Lors des négociations, la Belgique s’est prononcée en faveur de plusieurs éléments importants : une architecture financière internationale inclusive et efficace, le principe de ne laisser personne de côté (Leave no one behind), l’inclusion de la société civile dans les débats, et la priorisation des secteurs de la santé, l’éducation et la protection sociale, tout en travaillant de manière transversale au respect des droits humains, à l’égalité de genre, et à la biodiversité. Néanmoins, la Belgique s’est aussi prononcée en commençant par dire qu’elle s’alignait sur la position de la Commission européenne, pourtant très différente de celle de la Belgique.

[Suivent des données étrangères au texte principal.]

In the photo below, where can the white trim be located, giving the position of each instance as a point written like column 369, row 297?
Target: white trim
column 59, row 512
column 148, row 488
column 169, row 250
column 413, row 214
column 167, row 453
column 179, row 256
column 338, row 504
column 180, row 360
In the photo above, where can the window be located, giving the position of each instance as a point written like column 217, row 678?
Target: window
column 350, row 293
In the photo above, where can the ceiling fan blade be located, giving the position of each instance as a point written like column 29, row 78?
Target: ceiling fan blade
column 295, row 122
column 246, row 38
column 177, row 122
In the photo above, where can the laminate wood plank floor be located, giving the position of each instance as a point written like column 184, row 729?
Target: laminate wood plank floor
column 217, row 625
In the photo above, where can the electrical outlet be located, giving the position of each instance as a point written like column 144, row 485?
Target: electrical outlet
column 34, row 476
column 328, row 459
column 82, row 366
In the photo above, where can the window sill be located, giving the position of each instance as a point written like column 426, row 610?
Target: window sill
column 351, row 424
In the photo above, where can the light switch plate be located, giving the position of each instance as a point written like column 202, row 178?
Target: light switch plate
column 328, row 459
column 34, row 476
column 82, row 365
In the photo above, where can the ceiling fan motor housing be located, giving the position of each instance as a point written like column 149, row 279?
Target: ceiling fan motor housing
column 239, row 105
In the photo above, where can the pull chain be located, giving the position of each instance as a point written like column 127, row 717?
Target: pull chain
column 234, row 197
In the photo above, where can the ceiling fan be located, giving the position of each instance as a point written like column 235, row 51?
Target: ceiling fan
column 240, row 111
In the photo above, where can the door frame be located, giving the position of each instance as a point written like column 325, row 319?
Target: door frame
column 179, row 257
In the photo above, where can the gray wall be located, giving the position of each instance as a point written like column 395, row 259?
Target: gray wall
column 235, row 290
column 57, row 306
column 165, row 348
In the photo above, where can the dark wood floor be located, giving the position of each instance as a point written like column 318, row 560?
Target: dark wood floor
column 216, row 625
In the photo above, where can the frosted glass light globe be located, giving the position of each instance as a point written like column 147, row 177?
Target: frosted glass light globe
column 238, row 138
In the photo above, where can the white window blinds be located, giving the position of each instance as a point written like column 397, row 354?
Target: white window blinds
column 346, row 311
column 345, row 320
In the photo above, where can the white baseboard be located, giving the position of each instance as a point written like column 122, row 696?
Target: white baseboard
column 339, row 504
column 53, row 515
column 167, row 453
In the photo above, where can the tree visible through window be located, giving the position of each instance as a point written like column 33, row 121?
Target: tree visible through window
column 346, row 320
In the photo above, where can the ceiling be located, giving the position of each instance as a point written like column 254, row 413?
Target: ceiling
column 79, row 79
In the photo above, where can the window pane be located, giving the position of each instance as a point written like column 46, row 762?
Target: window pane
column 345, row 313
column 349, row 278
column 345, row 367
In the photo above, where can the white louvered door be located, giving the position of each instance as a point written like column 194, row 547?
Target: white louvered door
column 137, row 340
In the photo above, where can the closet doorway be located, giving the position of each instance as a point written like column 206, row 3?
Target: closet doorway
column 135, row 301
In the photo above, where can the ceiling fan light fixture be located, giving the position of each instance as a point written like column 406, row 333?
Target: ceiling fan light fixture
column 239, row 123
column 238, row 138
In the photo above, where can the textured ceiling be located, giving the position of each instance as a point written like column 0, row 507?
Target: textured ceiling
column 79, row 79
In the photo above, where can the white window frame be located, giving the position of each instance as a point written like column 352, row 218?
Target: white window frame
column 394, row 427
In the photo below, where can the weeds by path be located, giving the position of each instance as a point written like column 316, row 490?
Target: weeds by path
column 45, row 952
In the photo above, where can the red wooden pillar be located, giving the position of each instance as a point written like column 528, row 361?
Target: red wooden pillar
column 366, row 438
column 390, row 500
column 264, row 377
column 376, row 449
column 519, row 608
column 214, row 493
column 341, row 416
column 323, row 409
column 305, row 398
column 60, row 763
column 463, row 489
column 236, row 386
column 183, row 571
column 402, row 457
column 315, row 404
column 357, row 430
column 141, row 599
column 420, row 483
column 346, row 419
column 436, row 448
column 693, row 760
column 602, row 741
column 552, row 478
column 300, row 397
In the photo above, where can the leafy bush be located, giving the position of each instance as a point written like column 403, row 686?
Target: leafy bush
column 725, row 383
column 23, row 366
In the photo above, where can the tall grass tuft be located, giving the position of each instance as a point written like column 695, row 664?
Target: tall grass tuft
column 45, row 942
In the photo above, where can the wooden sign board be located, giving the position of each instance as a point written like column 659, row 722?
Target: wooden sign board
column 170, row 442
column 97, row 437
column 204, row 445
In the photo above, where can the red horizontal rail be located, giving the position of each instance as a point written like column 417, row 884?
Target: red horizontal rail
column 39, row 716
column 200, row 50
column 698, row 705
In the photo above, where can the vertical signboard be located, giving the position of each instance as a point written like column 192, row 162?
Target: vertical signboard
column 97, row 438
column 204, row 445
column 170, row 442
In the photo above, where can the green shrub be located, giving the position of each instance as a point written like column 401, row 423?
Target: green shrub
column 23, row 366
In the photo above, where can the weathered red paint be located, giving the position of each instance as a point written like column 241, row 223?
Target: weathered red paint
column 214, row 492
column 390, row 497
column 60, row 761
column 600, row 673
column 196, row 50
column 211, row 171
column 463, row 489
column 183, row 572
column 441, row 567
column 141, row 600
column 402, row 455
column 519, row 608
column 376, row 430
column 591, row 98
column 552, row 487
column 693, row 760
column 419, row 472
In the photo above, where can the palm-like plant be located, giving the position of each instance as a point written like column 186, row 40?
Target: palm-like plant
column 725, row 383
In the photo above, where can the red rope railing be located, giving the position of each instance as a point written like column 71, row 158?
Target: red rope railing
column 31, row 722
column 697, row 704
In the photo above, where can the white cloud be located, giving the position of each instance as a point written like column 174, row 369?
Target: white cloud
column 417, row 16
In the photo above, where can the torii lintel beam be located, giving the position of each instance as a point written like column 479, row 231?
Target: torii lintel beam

En effet, le représentant de la Commission européenne dans les débats ne parlait presque que de l’effet de levier de financements privés attendus de mécanismes de blending et de la stratégie européenne du Global Gateway qui essuie de nombreuses critiques de la société civile.

Vers la quatrième conference sur le financement du développement

Dans les négociations menant à la quatrième conférence des Nations Unies sur le financement du développement en 2025, l’enjeu prioritaire pour la Belgique sera donc de modifier la position européenne pour qu’elle puisse soutenir (ou au minimum ne pas bloquer) :

  1. une profonde réforme de l’architecture financière internationale pour qu’elle soit réellement égalitaire ;
  2. une prémisse de discussion aux Nations Unies pour créer un nouveau cadre légal de restructuration des dettes des pays du Sud ;
  3. un engagement fort en faveur de la Convention-Cadre des Nations Unies pour la fiscalité internationale ;
  4. des ressources additionnelles pour des financements concessionnels permettant aux pays riches de respecter l’engagement international de 0,7%.

Car la géopolitique s’invite dans tous les débats aux Nations Unies. Et face au G77 qui s’allie à la Chine, il est aussi dans l’intérêt des pays européens de se montrer coopératifs et inclusifs. Sans quoi, ils perdront à long terme le peu de crédibilité internationale qu’il leur reste.